Poèmes en prose aux courts paragraphes, versets, vers libres avec double interligne, la souplesse harmonieuse et mélodique s’impose généralement, même si les blancs détachant certains vers laissent parfois résonner une angoisse ou un doute. Avec des rythmes différents, les phrases s’allongent, se posent pour rebondir à la ligne suivante, et souvent s’envolent sans point final.
Le chemin mobile d’Aller vers se présente dans son élan plus que dans son tracé : « De même que le vrai objet du pardon est l’impardonnable, que le vrai objet de l’espérance est l’inespérable, le vrai objet de vers est l’inatteignable ». Son aboutissement peut s’écrire dans un mystère : « là-bas dans l’on ne sait vers où ».
Le chemin d’écriture (ou de lecture) se résume ainsi :

Le fil qui sert d’appui, le ciel qui sert d’appel. Entre les deux, le bond esquissé d’un chevreuil

Le poème et la passerelle sont exigence intérieure, tremplin risqué. Le poète attentif aux signes fait de la ligne du vers une corde souple et vibrante. C’est un danseur ne sachant pas danser qui ose pourtant se lancer :

Sur la corde de l’oud, je danse la danse de la distance et c’est pour toi que je danse ma mélodie sans guide, mon ivre danse de l’imminence

Ainsi le danseur-guetteur prépare-t-il le surgissement d’une présence cherchante et cherchée dont l’appel se laisse entendre ou deviner au détour d’un vers.

Isabelle Lévesque

Voir aussi dans Poesibao : Jean Marc Sourdillon, “Aller vers”, extraits

1 Roger Caillois, Le fleuve Alphée – Gallimard, 1978.

Extraits :
p.44

À moins que, oui, peut-être, moi et mon corps, mais ces mots.
Peut-être bien qu’ils pourraient quelque chose

entre nous deux, entre eux deux, ton corps et le mien, tellement différents,

moi cette ombre sur l’eau qui tressaille et toi si vaste si puissante et profonde qu’on a envie de se jeter dedans.

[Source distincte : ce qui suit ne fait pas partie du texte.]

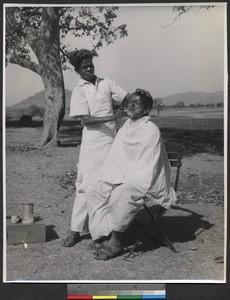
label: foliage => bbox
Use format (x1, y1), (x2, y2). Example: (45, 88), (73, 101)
(157, 5), (215, 29)
(6, 7), (128, 69)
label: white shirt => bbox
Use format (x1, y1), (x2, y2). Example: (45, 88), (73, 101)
(70, 77), (127, 142)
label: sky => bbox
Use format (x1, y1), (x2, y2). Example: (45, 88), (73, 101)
(5, 4), (226, 106)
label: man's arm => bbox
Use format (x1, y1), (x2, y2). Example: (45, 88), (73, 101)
(81, 115), (116, 126)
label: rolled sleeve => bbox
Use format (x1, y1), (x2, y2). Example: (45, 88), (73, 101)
(108, 79), (128, 102)
(69, 86), (89, 117)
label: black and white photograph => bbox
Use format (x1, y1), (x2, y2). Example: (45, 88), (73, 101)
(3, 2), (228, 283)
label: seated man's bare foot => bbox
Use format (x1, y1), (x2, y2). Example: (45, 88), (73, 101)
(62, 231), (80, 247)
(93, 243), (123, 260)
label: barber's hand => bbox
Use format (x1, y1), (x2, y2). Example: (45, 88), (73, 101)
(135, 88), (152, 97)
(115, 107), (125, 120)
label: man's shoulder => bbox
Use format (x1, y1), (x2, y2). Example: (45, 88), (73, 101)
(145, 117), (160, 134)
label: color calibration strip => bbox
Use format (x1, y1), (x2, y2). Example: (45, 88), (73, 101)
(68, 284), (166, 300)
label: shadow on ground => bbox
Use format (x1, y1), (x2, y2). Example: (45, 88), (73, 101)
(123, 206), (214, 252)
(161, 128), (224, 156)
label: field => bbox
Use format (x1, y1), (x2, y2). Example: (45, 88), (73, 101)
(6, 109), (225, 282)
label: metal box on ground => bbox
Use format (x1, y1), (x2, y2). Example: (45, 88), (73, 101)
(7, 220), (46, 244)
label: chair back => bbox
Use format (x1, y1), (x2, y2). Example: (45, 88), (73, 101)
(164, 142), (184, 191)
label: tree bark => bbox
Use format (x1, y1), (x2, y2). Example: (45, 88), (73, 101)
(26, 7), (65, 146)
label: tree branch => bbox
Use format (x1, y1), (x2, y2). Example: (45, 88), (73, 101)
(60, 48), (69, 58)
(156, 6), (191, 29)
(9, 56), (41, 75)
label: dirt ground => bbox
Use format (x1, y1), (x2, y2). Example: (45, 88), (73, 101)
(6, 116), (225, 282)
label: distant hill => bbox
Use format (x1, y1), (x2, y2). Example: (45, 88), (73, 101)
(162, 91), (224, 106)
(11, 89), (72, 108)
(11, 89), (224, 109)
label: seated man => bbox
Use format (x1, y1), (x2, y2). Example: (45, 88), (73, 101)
(86, 92), (176, 260)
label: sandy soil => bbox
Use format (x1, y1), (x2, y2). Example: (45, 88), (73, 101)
(6, 123), (224, 281)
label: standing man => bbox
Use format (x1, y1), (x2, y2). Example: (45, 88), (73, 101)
(63, 49), (131, 247)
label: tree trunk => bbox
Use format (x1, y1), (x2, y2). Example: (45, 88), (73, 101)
(32, 7), (65, 146)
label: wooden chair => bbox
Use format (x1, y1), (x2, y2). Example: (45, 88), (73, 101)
(125, 142), (183, 258)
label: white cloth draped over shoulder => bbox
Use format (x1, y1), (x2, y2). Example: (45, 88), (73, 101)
(100, 117), (176, 209)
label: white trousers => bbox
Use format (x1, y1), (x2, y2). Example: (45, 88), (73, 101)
(85, 182), (144, 240)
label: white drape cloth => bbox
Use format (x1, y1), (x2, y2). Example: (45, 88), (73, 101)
(70, 78), (127, 232)
(86, 117), (176, 239)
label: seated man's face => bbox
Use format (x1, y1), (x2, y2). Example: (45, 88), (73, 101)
(77, 58), (94, 81)
(127, 95), (146, 119)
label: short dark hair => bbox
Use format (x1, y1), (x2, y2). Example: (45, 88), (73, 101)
(134, 92), (153, 114)
(68, 49), (93, 71)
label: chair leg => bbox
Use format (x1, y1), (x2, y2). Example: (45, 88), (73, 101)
(143, 204), (179, 253)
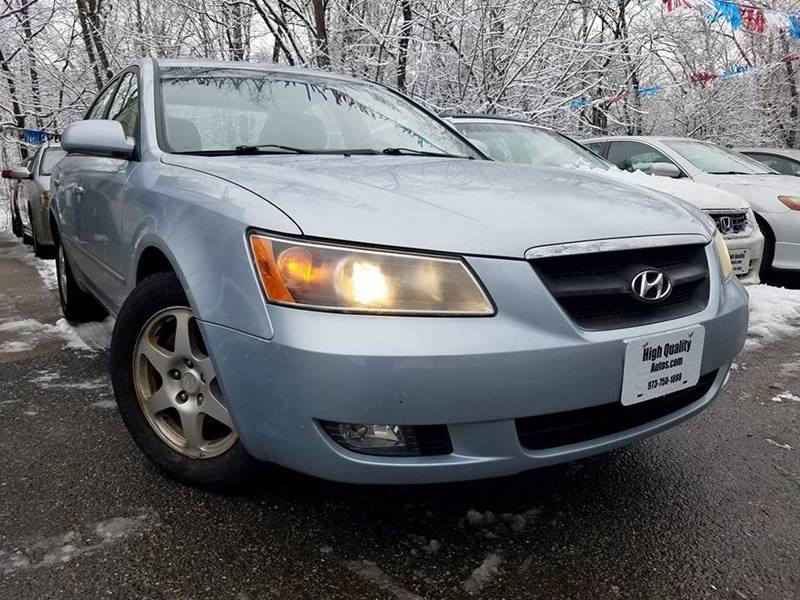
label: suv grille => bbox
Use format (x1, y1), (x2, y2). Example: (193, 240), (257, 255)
(530, 244), (709, 329)
(708, 211), (749, 237)
(516, 371), (718, 450)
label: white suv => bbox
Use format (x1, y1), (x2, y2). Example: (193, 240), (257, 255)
(446, 114), (764, 283)
(583, 136), (800, 276)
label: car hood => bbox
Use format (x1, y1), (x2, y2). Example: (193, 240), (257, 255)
(162, 154), (708, 258)
(596, 168), (750, 210)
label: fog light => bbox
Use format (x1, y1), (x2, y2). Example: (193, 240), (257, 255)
(322, 421), (420, 456)
(320, 421), (453, 456)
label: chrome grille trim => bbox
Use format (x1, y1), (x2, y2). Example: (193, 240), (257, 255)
(525, 233), (711, 260)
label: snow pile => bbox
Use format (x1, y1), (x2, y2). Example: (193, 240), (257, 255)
(580, 167), (747, 208)
(0, 318), (114, 353)
(748, 285), (800, 345)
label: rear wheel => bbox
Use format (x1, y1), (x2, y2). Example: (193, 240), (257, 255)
(111, 273), (258, 489)
(28, 212), (53, 258)
(56, 242), (107, 323)
(11, 202), (22, 237)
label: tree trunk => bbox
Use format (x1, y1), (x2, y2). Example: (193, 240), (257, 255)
(397, 0), (414, 92)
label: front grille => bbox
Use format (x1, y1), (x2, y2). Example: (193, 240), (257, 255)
(530, 244), (709, 330)
(516, 371), (718, 450)
(708, 210), (750, 237)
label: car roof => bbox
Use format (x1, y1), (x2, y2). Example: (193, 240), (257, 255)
(439, 112), (540, 127)
(439, 112), (555, 131)
(583, 135), (702, 142)
(144, 58), (365, 83)
(734, 146), (800, 156)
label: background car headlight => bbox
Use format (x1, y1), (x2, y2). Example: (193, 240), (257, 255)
(250, 233), (494, 316)
(714, 231), (733, 281)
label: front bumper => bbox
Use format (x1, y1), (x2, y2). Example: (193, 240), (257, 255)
(725, 229), (764, 285)
(201, 249), (748, 484)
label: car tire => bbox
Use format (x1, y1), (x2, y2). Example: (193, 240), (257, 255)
(756, 214), (775, 283)
(31, 209), (53, 259)
(111, 273), (259, 490)
(11, 205), (22, 237)
(56, 242), (108, 323)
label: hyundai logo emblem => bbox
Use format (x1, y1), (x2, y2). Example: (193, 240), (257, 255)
(631, 269), (672, 302)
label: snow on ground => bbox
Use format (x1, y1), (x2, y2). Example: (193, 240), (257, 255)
(747, 285), (800, 345)
(0, 317), (114, 353)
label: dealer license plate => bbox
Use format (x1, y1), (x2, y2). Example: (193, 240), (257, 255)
(622, 325), (706, 406)
(731, 250), (750, 275)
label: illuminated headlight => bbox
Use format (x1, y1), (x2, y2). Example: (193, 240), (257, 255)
(250, 233), (494, 316)
(714, 231), (733, 281)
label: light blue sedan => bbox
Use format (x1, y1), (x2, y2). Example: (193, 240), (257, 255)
(51, 60), (748, 487)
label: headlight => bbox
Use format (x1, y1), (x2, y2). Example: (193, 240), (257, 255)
(714, 231), (733, 281)
(250, 234), (494, 316)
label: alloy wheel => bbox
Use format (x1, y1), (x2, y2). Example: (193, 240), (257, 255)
(133, 307), (238, 459)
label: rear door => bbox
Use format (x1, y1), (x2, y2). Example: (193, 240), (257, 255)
(57, 80), (119, 288)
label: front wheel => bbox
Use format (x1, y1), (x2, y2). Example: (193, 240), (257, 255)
(111, 273), (257, 489)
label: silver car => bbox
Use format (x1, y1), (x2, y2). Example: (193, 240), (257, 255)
(52, 60), (748, 487)
(3, 143), (66, 258)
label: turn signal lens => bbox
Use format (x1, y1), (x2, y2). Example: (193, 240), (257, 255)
(714, 231), (733, 281)
(250, 234), (494, 316)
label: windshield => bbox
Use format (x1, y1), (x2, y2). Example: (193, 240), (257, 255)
(446, 119), (611, 170)
(664, 140), (774, 175)
(39, 148), (67, 175)
(161, 68), (481, 158)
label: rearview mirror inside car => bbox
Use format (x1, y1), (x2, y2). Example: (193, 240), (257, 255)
(61, 119), (135, 158)
(647, 163), (683, 179)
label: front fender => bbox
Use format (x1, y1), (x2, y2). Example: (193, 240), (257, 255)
(125, 164), (302, 339)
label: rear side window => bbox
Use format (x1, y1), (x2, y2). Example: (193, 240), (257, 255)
(86, 84), (117, 119)
(108, 73), (139, 137)
(608, 142), (674, 172)
(581, 142), (608, 158)
(746, 152), (800, 175)
(39, 148), (67, 175)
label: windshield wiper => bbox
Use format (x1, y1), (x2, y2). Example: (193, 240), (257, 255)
(381, 148), (475, 160)
(708, 171), (769, 175)
(173, 144), (378, 156)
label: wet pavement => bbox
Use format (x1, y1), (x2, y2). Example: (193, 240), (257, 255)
(0, 237), (800, 600)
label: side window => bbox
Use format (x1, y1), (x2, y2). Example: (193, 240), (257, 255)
(582, 142), (608, 158)
(86, 84), (117, 119)
(747, 152), (800, 175)
(108, 73), (139, 138)
(608, 142), (674, 172)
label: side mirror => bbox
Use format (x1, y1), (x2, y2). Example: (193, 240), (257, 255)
(467, 136), (492, 158)
(3, 167), (33, 179)
(61, 119), (135, 158)
(647, 163), (683, 179)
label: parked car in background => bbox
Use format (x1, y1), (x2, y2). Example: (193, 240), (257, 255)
(3, 144), (66, 258)
(445, 114), (764, 283)
(735, 148), (800, 177)
(52, 59), (748, 486)
(583, 136), (800, 279)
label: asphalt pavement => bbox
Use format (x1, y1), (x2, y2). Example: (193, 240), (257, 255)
(0, 236), (800, 600)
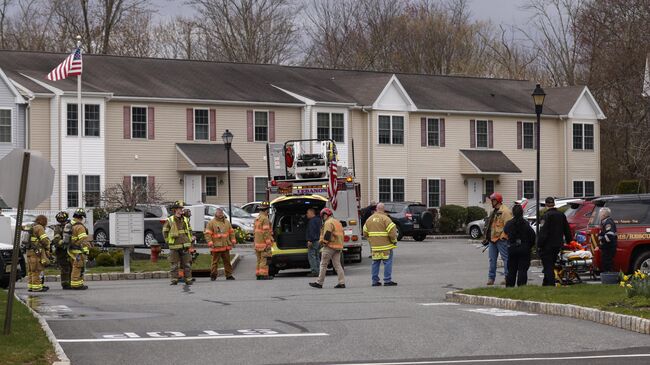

Oui, peut-être ces mots avec leur ombre et leur tressaillement, on peut y croire.

Yeux fermés, demi-mots entre sommeil et vivre, fleuve et estuaire, une place pour eux qui nous font une place pour nous,

et leurs silences comme des passerelles plus musicales et plus légères.

*

p.45

Te dire oui, aller vers toi,

se jeter dans la gueule de l’eau

se lover dans la gueule du jour

accepter le temps qui vient

le temps qui s’ouvre

et la possibilité qu’il y ait une fin.

***

p.43

Toi au milieu de tes gestes, toi et ton visage d’estuaire différent.

Ta petite jupe en daim laissant voir tes deux genoux comme tes autres joues plus secrètes et attirantes et ton chemisier rose comme s’il était ouvert.

Toi, tes deux yeux verts, baignant dans ta propre lumière, ton regard avec un dessein posé sur moi,

toi, toute la lumière, toutes les fenêtres et le verre, et la terre, la vie entière soudain offerte et qui se déploie.